By the end of July I had moved on to EWJ, which is the iShares ETF for Japan. Things were pretty good for me then. At the end of July, I was doing a 300-500 share default, but not making much money. In August I moved that default trade size up progressively and managed to take home my first paycheque - a meagre US$305.97. I said things were good, by that I meant that I finally felt I was getting somewhere. I was doing between 1000 and 2000 shares on every trade. Furthermore, I was getting magical fills on EWJ using Bloomberg and AMEX without having to wait in the Island or Arca queues and the outlook was good for that to continue.

Then September came around and my whole system was upset. The first week went pretty well, then the order size on EWJ just got excessive. It got much harder to read whether the bid or offer was a better bet. Fills were fewer and further between. I tried trading more shares, usually around 2000-3000 shares to compensate. I still made money in September but it was clear by the middle of the month that I needed to find a new way to make money. I tried experimenting with the index futures, but I never really got far with my strategy and I abandoned it. I figured out how I could arbitrage them, but the opportunities seemed too few and far between to exploit regularly since the far futures contract orders are moved around by algorithm. I tried trading EMC and Nortel a bit, but I just couldn't get into the groove for either. By the end of September, I believed that I had found the stock I was looking for: UMC aka United Microelectronics Corporation.

At the time I was looking for a stock that was cheap (the SEC fees really add up on expensive stocks), relatively stable and did respectable volume. October went pretty well even though I had more losing days than I had had in the previous two months. I moved up my trading size as time when on and by the end of the month, I was trading 3000-4500 shares per trade and moving around 1% of the stock's volume every day. I made a new personal monthly profit record and the outlook was still pretty good even though my financial situation seemed to be deteriorating.

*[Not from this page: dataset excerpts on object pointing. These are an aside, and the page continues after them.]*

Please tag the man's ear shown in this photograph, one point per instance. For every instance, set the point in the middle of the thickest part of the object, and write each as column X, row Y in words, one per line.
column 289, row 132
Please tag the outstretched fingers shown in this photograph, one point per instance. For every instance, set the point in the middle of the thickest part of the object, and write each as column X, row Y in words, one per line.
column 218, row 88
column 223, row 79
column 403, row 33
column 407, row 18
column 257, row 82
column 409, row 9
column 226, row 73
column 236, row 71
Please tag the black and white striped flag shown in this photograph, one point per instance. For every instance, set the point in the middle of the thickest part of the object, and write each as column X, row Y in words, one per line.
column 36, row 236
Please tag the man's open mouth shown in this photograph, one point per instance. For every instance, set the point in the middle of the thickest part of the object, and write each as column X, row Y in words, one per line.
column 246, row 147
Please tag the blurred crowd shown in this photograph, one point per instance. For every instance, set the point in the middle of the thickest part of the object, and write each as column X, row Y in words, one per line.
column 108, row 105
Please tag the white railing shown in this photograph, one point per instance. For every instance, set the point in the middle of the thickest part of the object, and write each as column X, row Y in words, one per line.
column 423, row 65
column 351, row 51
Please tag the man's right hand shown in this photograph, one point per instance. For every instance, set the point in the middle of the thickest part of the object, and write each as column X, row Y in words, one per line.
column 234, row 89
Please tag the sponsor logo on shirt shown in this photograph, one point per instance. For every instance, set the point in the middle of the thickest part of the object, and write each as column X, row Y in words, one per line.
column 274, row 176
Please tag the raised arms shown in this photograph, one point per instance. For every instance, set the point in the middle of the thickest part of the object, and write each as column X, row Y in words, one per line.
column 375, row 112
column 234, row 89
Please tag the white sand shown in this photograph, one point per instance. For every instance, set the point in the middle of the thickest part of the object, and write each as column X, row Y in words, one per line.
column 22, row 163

This month, I continued trading UMC, but in the the middle of the month, I managed to locate an algorithmic buyer on another stock: Gateway. After fumbling with it the first two tries, I managed to post some solid profits on the stock by feeding the buying algorithm. This was a skill I had developed from my time trading UMC. For three or four trading days, Gateway was in the top fifty stocks for volume on the ATS (Alternative Trading system) I used to trade the stock. As of right now, I'm back to trading UMC, which has acted rather peculiarly as of late. The algorithmic buyer on Gateway is gone and I haven't really noticed too much program trading on UMC either. So now, I'm back to the drawing board in a sense. Four days of trading Gateway combined with system problems dulled my instincts for UMC. I need to get back into the groove.

I'm really looking forward to the $2000 graduation target. When two of the traders who started the same time as me graduated I got a bit envious. It seemed to me that they had figured it out: how to make good money in the market. Other traders started copying their methods. My style seemed diametrically opposed to theirs. They were pretty clearly momentum traders while I am just a spread trader. Still, their profits fluctuate a lot and they take more risk than me. In the meantime, so far this month I've only posted one losing day. It was a pretty bad blow out that cost $400, but it taught me that I need to be more careful off the open and pull orders when trouble seems to be knocking at the door.